Dark Waters: The System Doesn’t Protect Us, We Do, by Dave Platt

The opening sequence of Dark Waters begins on the quiet streets of Parkersburg, West Virginia, in 1975. The atmosphere is one of a small country town, ordinary folks living peaceful lives, serenaded by country music on the radio. But as we watch as a group of carefree young people go skinny dipping nearby, what is conjured most of all is not some nostalgic idyll, but the foreboding of a horror film. This innocence, we immediately sense, is the backdrop to something terrifying. From here we move to Cincinnati, in 1998, where Mark Ruffalo’s Rob Bilott works as a corporate defense attorney at a reputable firm that has just made him partner. As we meet him, he is forced to leave a meeting to deal with the intrusion of farmer Wilbur Tennant, a Parkersburg man whose cattle, he claims, are dying thanks to the chemicals of the massive nearby Du Pont plant. Thus are the wheels set in motion in the latest from Carol and Far from Heaven director Todd Haynes.
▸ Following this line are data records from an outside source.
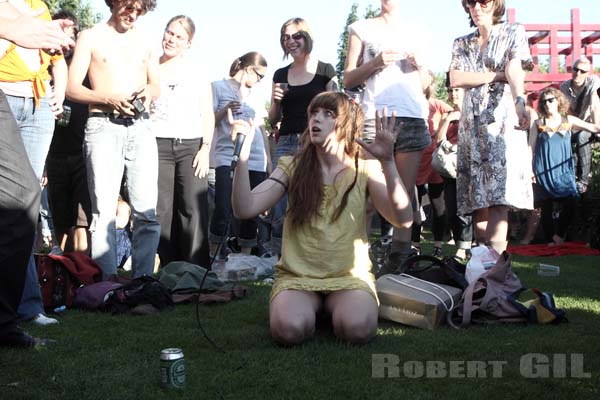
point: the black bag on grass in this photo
(142, 290)
(447, 271)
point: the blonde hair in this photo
(186, 23)
(303, 28)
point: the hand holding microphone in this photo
(239, 130)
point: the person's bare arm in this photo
(442, 130)
(469, 80)
(515, 75)
(60, 75)
(31, 32)
(580, 125)
(355, 75)
(153, 86)
(248, 203)
(202, 158)
(386, 189)
(275, 108)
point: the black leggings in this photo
(567, 212)
(435, 191)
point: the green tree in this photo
(343, 44)
(80, 8)
(441, 92)
(370, 12)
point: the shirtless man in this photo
(118, 139)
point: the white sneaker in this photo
(42, 320)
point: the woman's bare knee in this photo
(291, 331)
(355, 330)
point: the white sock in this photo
(42, 320)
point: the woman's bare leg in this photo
(353, 315)
(292, 316)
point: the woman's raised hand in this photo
(386, 133)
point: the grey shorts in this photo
(413, 134)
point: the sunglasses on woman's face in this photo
(580, 71)
(482, 3)
(295, 36)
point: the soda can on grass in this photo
(172, 368)
(65, 117)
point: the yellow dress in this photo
(325, 256)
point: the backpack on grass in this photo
(487, 299)
(447, 271)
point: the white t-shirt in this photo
(398, 86)
(252, 108)
(176, 114)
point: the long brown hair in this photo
(563, 102)
(306, 183)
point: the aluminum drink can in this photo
(172, 368)
(65, 117)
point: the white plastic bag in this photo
(241, 267)
(482, 259)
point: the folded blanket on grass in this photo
(568, 248)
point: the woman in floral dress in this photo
(494, 165)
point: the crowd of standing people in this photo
(147, 130)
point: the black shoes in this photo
(20, 339)
(394, 263)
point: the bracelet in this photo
(520, 100)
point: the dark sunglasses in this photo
(548, 100)
(482, 3)
(258, 75)
(295, 36)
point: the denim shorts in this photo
(413, 134)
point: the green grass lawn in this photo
(100, 356)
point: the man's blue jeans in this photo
(286, 146)
(114, 147)
(19, 207)
(36, 125)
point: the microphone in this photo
(237, 148)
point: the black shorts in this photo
(68, 193)
(413, 135)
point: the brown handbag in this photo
(487, 299)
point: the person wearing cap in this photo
(581, 91)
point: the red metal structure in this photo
(560, 44)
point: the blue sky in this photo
(227, 29)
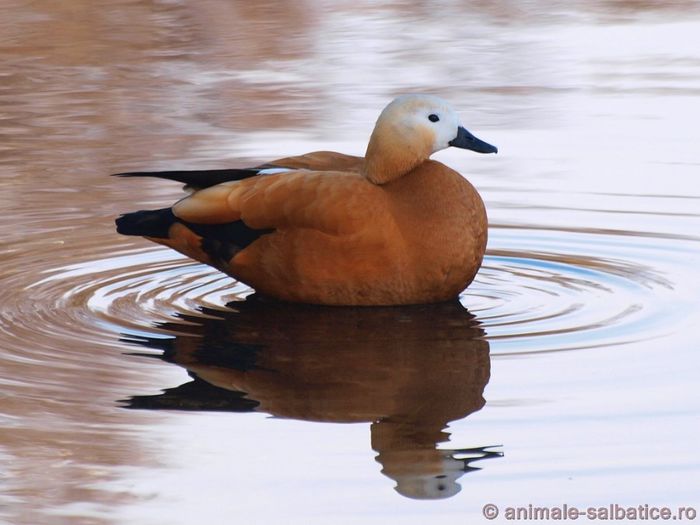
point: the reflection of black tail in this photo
(195, 395)
(147, 223)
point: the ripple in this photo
(575, 290)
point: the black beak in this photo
(466, 140)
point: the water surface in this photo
(137, 386)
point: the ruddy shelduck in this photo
(392, 227)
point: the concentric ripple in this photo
(538, 291)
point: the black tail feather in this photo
(197, 178)
(148, 223)
(220, 241)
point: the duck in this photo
(394, 227)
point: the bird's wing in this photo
(329, 201)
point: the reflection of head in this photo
(409, 370)
(430, 473)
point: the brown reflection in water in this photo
(408, 371)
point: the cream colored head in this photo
(409, 130)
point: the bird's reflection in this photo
(407, 370)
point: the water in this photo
(565, 374)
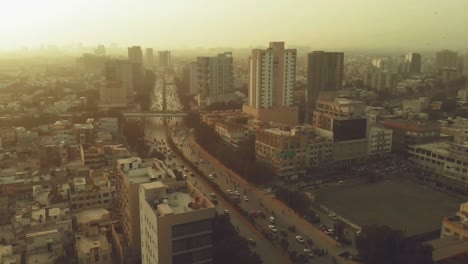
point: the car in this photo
(273, 228)
(300, 239)
(308, 252)
(344, 254)
(318, 251)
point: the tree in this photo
(383, 245)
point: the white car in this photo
(308, 252)
(273, 228)
(300, 239)
(272, 219)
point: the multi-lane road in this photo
(154, 129)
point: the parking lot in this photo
(400, 204)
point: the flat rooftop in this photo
(441, 148)
(84, 244)
(398, 203)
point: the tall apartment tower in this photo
(215, 77)
(324, 73)
(135, 54)
(165, 58)
(149, 58)
(272, 78)
(413, 62)
(176, 224)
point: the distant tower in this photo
(100, 50)
(165, 59)
(135, 55)
(149, 58)
(272, 76)
(413, 61)
(324, 73)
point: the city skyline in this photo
(188, 24)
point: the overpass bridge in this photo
(155, 114)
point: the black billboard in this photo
(349, 129)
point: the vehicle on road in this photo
(344, 254)
(308, 253)
(273, 228)
(251, 242)
(300, 239)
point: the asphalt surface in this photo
(268, 252)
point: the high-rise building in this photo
(118, 85)
(324, 73)
(120, 72)
(176, 223)
(165, 59)
(135, 54)
(149, 58)
(193, 77)
(272, 76)
(215, 77)
(446, 59)
(413, 62)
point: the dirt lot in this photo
(400, 204)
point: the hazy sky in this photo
(423, 24)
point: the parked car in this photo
(300, 239)
(251, 242)
(273, 228)
(308, 253)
At first skeptical, Bilott decides to visit his grandmother in Parkersburg, where, as it turns out, his family is from. When he sees the devastation of Tennant’s farm for himself, it doesn’t take long before he begins to suspect Wilbur may be right about Du Pont dumping their chemicals into the local waters around his farm. It’s the beginning of a case that will consume him for more than fifteen years. Bilott’s takes the case assuming it will find some routine resolution that helps everybody, including Du Pont. But, as he begins to dig up secrets, his efforts are met with increasing pushback and, eventually, hostility, leading to one of the film’s most gripping moments, in which Rob begins to realize Du Pont might just stop at nothing to be rid of him. That dynamic, the sheer size and financial capabilities of the corporation weighed against the will of Rob and those few lowly clients he represents, is one of the movie’s key sources of tension and frustration.
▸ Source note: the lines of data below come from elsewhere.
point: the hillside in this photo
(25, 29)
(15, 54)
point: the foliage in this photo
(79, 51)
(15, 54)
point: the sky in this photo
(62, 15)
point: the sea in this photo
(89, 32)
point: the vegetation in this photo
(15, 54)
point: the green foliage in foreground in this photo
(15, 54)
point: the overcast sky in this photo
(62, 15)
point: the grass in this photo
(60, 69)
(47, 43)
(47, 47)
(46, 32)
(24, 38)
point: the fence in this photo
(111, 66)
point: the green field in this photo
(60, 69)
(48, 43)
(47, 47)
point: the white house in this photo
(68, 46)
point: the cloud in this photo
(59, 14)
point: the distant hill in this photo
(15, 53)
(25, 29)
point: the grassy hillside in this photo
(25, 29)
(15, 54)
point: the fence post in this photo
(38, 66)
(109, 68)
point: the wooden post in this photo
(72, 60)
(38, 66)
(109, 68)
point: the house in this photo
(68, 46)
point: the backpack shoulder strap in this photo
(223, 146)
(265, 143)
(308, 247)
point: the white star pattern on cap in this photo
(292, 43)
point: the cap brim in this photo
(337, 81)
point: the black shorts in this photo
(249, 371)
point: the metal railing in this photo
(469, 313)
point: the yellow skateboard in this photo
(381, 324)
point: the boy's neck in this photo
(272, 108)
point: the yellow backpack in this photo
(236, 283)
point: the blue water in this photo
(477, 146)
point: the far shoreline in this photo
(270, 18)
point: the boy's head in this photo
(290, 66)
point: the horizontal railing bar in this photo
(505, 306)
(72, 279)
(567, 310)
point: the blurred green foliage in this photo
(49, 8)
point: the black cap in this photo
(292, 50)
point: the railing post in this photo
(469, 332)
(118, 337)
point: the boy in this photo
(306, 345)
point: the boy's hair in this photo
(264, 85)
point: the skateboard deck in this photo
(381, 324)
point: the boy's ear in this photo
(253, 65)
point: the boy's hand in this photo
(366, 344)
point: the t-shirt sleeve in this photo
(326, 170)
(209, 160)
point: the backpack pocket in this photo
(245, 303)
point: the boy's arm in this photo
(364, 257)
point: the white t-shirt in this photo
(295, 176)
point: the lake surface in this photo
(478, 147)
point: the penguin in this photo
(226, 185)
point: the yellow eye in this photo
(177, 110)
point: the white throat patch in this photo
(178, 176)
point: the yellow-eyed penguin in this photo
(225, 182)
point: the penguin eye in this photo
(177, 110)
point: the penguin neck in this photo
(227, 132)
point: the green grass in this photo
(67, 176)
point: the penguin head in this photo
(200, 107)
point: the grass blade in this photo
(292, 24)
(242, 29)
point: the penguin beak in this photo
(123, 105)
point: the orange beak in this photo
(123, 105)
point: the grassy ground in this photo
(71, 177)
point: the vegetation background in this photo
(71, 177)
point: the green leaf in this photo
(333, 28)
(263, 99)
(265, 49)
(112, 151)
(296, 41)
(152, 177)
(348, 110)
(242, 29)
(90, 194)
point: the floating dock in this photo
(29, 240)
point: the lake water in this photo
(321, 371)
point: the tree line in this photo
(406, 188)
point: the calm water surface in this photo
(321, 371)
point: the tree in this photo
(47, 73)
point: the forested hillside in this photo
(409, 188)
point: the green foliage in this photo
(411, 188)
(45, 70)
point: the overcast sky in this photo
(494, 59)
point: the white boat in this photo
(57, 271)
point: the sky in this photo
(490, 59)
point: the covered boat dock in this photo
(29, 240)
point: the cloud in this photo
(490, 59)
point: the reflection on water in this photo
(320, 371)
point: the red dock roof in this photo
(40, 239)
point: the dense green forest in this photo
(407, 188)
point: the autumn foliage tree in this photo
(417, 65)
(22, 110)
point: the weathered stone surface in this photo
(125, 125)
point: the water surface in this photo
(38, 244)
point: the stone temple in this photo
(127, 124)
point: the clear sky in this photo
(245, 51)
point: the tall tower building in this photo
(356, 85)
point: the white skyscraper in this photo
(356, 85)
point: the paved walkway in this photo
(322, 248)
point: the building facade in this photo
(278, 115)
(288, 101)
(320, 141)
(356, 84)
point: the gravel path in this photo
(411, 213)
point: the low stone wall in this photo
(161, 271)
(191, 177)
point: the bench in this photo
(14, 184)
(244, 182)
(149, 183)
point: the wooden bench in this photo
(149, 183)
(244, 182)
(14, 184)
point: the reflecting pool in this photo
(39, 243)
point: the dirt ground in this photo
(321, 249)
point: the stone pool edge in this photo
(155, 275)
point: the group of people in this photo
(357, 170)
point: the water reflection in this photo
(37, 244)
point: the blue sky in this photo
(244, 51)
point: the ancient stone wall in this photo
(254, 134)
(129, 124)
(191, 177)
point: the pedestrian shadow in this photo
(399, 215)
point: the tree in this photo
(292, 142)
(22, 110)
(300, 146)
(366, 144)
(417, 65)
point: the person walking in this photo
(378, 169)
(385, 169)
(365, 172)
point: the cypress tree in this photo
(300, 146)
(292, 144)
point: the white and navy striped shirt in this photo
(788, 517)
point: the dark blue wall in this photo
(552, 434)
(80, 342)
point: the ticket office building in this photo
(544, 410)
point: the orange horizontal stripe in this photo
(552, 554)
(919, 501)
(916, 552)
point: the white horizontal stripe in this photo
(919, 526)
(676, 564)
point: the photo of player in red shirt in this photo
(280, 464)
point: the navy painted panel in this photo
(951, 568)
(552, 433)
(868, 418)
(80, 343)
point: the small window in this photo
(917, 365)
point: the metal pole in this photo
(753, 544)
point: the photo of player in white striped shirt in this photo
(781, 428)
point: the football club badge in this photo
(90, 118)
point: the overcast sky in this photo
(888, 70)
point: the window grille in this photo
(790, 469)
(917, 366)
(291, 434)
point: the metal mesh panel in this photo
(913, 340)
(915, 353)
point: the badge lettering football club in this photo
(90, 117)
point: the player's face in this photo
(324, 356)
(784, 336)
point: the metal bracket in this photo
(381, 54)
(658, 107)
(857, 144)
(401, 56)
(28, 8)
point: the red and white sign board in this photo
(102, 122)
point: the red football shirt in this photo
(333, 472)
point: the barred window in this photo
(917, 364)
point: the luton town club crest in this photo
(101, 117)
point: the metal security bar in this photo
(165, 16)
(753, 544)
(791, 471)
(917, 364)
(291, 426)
Between the ever-deepening conspiracy, the growing paranoia, Bilott’s neglected wife and kids, Dark Waters is a fairly straightforward example of this type of story. But Haynes excels as a visual stylist – plunging us into a world that often feels bathed in the murky green and blue of the poisoned Parkersburg waters themselves – and he has always been a director capable of drawing honest and soulful performances from his actors. The result is a powerful, muscular and intelligent film anchored by Ruffalo’s portrayal of a man slowly realizing that what he’s believed about the world, and his place in it, has been tragically naïve. There’s an obvious comparison to be drawn between Ruffalo’s performance here and his Academy Award-nominated turn as crusading journalist Mike Rezendes in 2015’s Spotlight. But where that performance, though impressive, came in service of portraying a relatively one-dimensional good guy, here he exceeds that work playing a character initially reluctant to assume the role of champion for the little guy, trained to protect corporations rather than hold them to account. Ruffalo captures Bilott’s increasing outrage and weariness, as well as his obsessive work ethic, with characteristic naturalism and earnestness. And as the scale of Du Pont’s damage and the brazenness of their nefarious decades-long cover-ups slowly becomes clear, and Ruffalo is able to embody just the right combination of cynicism and righteousness. He’s not the only worthy performance in the film, though. In particular, Anne Hathaway, playing Bilott’s wife Sarah, and Bill Camp, who plays the aggrieved eeryman Wilbur Tennant with a gruff, wounded nobility, do a great job. Although Sarah spends much of the film dutifully supporting her husband, Haynes takes care to show us that she is as intelligent and capable as Rob is, and makes a point out of acknowledging her story, a promising young woman who gave up her career to raise their family. It’s Hathaway’s more demonstrative and emotional performance, really, which drives home just how great the toll is that the case takes on the Bilotts, and as the movie goes on she is thankfully given some more interesting things to do and notes to play. The main players in the ensemble such as Victor Garber, Tim Robbins, Mare Winningham, and a suitably twangy and squinty Bill Pullman are all on fine form, too.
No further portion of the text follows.